BludentalNel corso del pensiero moderno il termine natura subisce però una profonda mutazione di significato: non designa più la totalità degli enti, ma un settore della realtà, la materia inanimata e animata, la “res extensa” di Cartesio, contrapposta al pensiero (la “res cogitans”) ossia all’uomo. In questo contesto diventa allora equivoco, anzi del tutto errato, parlare di un diritto naturale: se naturale sta a significare ciò che avviene nella natura inorganica e biologica, allora certamente naturale è l’incesto, naturale è cibarsi dei propri figli, naturale è uccidere il partner dopo l’accoppiamento, e così via, come avviene appunto in natura. E da questa “legge naturale” l’uomo deve uscire al più presto!

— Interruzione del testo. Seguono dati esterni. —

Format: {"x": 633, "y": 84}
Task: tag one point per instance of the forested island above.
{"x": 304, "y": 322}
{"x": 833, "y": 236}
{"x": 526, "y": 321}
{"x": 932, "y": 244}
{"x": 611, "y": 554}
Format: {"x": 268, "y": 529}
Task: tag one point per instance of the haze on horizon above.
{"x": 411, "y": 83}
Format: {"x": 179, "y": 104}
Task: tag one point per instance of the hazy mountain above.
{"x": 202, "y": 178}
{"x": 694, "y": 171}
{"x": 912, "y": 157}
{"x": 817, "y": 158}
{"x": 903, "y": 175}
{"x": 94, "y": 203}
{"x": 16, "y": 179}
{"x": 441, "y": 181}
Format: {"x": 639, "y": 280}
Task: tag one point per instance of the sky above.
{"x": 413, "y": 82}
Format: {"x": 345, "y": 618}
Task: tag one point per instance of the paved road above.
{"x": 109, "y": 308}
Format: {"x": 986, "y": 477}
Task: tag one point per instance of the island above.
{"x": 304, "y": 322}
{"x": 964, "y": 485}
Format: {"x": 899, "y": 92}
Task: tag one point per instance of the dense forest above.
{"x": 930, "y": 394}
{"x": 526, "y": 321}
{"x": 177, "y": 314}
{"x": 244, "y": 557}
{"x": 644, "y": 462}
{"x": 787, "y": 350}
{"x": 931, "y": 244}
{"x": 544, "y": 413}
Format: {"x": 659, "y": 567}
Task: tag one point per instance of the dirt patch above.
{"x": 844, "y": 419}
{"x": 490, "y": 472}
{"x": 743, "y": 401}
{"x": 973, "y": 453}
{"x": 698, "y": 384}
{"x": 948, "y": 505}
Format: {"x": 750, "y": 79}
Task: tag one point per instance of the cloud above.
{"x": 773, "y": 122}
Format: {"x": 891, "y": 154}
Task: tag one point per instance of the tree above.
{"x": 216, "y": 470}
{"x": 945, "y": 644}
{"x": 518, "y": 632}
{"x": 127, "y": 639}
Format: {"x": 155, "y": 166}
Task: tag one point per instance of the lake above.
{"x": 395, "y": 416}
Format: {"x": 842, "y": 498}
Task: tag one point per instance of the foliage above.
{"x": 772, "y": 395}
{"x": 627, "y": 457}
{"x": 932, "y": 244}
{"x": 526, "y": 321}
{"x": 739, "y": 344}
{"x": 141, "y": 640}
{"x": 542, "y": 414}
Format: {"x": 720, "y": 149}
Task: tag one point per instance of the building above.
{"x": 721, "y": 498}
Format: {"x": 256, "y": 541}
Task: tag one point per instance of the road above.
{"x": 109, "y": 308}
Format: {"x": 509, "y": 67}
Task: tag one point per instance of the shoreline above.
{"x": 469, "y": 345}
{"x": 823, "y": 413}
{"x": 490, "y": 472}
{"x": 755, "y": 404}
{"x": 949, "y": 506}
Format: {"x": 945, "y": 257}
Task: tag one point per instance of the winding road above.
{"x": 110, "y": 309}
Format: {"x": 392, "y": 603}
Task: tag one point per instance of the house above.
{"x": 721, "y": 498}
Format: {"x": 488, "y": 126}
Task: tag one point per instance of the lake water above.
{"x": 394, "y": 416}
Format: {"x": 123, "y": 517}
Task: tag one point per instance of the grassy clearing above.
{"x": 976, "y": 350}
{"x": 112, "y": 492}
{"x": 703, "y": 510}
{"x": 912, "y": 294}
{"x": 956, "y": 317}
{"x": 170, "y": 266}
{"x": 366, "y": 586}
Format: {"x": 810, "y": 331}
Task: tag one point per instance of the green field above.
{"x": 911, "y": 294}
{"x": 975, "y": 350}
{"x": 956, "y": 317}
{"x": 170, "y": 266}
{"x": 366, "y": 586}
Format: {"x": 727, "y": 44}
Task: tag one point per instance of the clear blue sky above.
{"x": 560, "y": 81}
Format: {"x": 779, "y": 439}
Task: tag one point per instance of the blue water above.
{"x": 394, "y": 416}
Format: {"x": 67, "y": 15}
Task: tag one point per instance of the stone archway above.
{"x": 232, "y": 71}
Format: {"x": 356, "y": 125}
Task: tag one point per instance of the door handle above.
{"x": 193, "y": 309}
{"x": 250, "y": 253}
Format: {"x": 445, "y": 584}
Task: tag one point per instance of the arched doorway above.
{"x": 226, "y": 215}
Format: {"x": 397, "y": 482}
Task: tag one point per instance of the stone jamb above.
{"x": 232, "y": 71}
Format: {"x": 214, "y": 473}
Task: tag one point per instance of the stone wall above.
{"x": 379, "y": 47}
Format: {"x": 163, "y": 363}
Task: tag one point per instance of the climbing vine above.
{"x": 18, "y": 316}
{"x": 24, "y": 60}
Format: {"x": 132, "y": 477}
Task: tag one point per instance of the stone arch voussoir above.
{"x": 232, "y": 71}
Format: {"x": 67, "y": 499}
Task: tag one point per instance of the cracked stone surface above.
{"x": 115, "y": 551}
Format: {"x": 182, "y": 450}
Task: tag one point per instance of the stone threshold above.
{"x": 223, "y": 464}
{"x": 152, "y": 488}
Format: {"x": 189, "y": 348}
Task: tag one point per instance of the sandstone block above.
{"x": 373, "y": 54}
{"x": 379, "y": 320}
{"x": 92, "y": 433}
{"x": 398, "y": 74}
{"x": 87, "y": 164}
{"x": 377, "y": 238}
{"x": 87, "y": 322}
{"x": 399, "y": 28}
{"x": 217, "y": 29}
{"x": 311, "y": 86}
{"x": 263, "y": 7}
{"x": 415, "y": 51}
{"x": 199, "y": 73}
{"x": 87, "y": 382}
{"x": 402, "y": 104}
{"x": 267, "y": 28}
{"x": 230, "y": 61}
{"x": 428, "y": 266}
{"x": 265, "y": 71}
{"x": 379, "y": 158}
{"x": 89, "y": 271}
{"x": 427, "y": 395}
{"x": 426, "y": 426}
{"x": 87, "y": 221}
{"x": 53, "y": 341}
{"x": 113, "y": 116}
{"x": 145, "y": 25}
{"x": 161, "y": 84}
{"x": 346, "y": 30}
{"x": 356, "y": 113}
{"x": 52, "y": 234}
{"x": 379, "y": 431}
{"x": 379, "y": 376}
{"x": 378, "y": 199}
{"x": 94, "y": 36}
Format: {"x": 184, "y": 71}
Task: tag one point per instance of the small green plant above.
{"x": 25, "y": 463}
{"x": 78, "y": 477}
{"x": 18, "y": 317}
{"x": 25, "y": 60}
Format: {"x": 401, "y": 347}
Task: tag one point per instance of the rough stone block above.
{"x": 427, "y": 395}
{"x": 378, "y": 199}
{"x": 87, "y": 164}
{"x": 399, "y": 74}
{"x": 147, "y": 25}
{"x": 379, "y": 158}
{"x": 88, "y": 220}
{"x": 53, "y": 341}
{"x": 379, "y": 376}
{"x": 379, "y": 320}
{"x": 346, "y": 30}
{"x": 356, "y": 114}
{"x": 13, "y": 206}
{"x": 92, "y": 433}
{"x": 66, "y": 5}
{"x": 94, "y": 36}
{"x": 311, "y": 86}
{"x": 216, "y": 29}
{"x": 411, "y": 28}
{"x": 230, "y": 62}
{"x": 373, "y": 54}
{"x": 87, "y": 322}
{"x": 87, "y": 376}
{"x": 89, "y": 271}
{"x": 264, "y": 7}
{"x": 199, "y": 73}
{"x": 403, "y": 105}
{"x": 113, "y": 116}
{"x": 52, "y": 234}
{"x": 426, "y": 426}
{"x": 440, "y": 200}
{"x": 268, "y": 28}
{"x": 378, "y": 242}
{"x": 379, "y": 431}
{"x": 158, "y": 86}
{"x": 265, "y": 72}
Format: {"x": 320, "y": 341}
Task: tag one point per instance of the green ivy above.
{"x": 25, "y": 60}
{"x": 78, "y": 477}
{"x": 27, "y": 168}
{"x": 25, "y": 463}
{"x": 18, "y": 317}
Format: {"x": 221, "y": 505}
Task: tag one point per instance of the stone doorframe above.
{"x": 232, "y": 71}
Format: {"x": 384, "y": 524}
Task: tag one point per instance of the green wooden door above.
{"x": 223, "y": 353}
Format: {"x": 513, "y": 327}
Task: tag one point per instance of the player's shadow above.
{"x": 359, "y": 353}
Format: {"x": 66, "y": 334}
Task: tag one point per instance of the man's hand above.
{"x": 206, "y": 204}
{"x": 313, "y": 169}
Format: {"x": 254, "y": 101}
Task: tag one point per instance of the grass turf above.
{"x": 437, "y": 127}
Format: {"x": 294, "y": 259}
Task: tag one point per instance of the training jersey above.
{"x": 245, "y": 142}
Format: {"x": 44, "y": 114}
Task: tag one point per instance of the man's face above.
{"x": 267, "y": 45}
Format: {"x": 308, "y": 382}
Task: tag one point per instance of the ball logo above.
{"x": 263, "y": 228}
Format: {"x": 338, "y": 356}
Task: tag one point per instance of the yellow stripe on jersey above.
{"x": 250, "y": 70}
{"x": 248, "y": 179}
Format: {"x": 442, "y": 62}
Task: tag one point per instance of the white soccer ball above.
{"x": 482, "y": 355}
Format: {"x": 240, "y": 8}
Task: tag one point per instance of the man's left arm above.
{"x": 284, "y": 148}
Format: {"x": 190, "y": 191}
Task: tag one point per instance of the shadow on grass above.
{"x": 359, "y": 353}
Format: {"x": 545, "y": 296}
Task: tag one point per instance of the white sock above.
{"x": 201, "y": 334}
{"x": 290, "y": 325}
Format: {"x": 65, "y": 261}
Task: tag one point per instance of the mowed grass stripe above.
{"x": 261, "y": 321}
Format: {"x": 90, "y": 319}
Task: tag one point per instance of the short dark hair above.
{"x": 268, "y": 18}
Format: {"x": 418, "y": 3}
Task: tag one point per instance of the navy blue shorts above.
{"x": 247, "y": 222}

Ma è evidente che si tratta di intendersi sul significato del termine natura e cercare di usarlo in modo corretto. Il fondatore del giusnaturalismo moderno, Ugo Grozio, definiva la legge naturale come “il dettame della giusta ragione”. Ricordiamoci di questo nella polemica contro i negatori del diritto naturale. E forse, ma solo a scanso di equivoci, sarebbe meglio parlare sempre di essenza e fine dell’uomo, piuttosto che di “natura”.

E ciò avrebbe anche questo vantaggio: è ben difficile negare che l’uomo abbia una essenza o un fine; infatti anche chi nega che l’uomo abbia un’essenza, non può fare a meno di assumerla implicitamente; se dico infatti: “l’uomo non deve realizzare alcun fine, ma può fare quello che vuole in base ai suoi desideri, di qualunque tipo essi siano”, assumo implicitamente che l’essenza dell’uomo è il desiderio, che l’uomo è un essere, per essenza, desiderante e così via.